Metallic Be[formula omitted]M (M = Al, Ga) monolayers as potential universal anodes for Li and post-Li ion batteries

Abstract

Developing excellent comprehensive performance anode materials is of vital importance for rechargeable metal ion batteries in the domain of energy conversion and storage. By first-principles calculations, we have appreciated that the highly conductive planar hexacoordinate Be2Al and Be2Ga monolayers can be served as universal anodes for alkali/alkaline metal ion batteries. Due to favorable adsorption energy landscape, the diffusion barriers of Li, Na, K, and Ca atoms on the Be2Al and Be2Ga surfaces are as low as 0.116, 0.075, 0.046, 0.270 eV and 0.044, 0.025, 0.014, 0.217 eV, respectively, indicative of fast rate capabilities. At the same time, the Be2Al and Be2Ga monolayers exhibit the desirable mean open-circuit voltages of 0.049 and 0.104 V for Li+, 0.234 and 0.278 V for Na+, 0.249 and 0.227 V for K+, as well as 0.120 and 0.124 V for Ca2＋, respectively, conducive to achieve high operating voltage at the full-cell level.
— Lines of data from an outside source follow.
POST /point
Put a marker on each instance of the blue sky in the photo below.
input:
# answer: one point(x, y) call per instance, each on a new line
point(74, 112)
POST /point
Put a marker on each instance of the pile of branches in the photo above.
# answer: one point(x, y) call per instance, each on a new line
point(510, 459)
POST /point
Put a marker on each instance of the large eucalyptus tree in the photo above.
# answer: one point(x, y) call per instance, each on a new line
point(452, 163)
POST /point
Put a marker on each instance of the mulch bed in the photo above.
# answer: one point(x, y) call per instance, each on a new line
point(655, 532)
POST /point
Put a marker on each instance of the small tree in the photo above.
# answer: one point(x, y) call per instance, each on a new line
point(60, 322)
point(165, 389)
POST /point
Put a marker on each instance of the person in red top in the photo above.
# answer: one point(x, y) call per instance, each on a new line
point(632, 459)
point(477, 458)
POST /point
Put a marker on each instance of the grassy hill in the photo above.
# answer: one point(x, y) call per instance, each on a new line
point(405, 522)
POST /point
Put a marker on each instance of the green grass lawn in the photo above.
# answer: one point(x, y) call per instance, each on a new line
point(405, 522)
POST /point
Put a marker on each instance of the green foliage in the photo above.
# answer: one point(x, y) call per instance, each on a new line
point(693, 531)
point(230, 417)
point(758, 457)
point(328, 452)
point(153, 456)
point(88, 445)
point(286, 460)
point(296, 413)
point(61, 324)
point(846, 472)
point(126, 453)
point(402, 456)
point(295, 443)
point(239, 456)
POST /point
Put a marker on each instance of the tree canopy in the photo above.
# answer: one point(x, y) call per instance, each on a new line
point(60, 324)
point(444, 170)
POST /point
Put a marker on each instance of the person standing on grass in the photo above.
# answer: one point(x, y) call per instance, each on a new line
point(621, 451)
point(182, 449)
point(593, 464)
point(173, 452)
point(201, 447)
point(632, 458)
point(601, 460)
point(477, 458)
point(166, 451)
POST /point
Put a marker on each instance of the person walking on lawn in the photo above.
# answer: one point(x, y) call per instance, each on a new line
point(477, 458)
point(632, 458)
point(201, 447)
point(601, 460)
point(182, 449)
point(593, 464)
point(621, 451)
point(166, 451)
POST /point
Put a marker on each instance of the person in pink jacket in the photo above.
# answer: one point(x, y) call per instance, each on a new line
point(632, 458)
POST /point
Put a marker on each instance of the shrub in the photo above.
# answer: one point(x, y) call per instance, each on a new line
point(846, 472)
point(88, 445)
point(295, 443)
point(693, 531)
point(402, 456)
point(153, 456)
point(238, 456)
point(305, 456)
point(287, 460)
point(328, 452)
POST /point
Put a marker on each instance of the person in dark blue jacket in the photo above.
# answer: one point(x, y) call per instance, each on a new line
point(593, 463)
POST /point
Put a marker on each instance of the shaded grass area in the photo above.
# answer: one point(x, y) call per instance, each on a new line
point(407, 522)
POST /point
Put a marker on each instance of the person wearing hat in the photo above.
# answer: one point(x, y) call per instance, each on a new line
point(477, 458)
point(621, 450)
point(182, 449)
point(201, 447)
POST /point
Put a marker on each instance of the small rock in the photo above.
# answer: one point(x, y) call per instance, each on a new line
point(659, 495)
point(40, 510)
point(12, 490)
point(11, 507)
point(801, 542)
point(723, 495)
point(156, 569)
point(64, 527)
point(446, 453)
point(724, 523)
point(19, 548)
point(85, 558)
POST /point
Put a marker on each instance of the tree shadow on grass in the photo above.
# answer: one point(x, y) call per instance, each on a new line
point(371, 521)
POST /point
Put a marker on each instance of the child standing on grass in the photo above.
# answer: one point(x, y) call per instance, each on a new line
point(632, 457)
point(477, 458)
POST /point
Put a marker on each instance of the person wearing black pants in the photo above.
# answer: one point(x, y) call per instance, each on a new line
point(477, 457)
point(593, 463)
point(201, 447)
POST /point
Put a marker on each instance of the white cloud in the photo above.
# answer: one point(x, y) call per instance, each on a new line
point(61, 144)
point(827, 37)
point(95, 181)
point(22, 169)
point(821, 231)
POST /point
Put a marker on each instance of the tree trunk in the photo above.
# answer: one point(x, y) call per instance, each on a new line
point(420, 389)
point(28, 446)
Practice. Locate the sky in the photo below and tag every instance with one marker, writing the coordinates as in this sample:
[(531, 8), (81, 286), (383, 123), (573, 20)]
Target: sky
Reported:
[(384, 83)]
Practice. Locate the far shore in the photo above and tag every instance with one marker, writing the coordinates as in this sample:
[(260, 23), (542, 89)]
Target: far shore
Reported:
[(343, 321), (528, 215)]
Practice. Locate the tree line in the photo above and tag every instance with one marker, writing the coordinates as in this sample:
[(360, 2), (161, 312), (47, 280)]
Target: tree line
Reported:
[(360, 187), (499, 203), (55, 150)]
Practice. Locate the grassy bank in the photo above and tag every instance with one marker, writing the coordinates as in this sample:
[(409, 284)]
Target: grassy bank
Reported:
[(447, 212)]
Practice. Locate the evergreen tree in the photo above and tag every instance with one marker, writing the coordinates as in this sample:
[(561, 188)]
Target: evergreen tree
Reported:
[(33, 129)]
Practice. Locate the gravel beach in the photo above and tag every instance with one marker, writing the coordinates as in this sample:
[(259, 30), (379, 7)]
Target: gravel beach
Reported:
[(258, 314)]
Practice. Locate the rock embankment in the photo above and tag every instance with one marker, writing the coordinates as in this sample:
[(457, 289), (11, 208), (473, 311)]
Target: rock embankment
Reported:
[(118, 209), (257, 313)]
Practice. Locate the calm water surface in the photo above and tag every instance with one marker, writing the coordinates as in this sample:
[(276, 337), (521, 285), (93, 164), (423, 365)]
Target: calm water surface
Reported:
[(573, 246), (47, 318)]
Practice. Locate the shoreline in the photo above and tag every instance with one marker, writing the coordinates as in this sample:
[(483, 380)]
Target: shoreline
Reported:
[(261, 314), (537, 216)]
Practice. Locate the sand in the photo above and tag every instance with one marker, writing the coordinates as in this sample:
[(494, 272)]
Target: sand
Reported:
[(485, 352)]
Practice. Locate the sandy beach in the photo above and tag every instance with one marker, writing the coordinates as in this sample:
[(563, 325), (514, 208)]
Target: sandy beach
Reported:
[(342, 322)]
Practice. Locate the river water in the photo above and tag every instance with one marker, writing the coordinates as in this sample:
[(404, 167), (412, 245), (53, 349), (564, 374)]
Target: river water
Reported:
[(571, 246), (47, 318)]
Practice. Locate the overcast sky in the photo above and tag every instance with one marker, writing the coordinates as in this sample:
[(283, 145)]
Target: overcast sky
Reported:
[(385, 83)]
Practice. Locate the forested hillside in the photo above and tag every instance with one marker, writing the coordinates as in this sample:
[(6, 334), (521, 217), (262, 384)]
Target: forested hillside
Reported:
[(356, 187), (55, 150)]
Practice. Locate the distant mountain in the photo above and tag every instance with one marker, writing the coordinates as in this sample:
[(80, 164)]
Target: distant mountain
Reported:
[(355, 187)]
Arising from stable double-sided multilayer adsorption, the Be2Al (Be2Ga) monolayer can deliver ultrahigh reversible specific capacities up to 2382 (1222), 4764 (1833), 2382 (1222), and 7146 (3665) mA h g−1 for Li, Na, K, and Ca atoms, respectively. All of these advantages along with reliable cycling stability demonstrate that these two 2D materials enjoy great potential as promising anodes for Li, Na, K, and Ca ions batteries.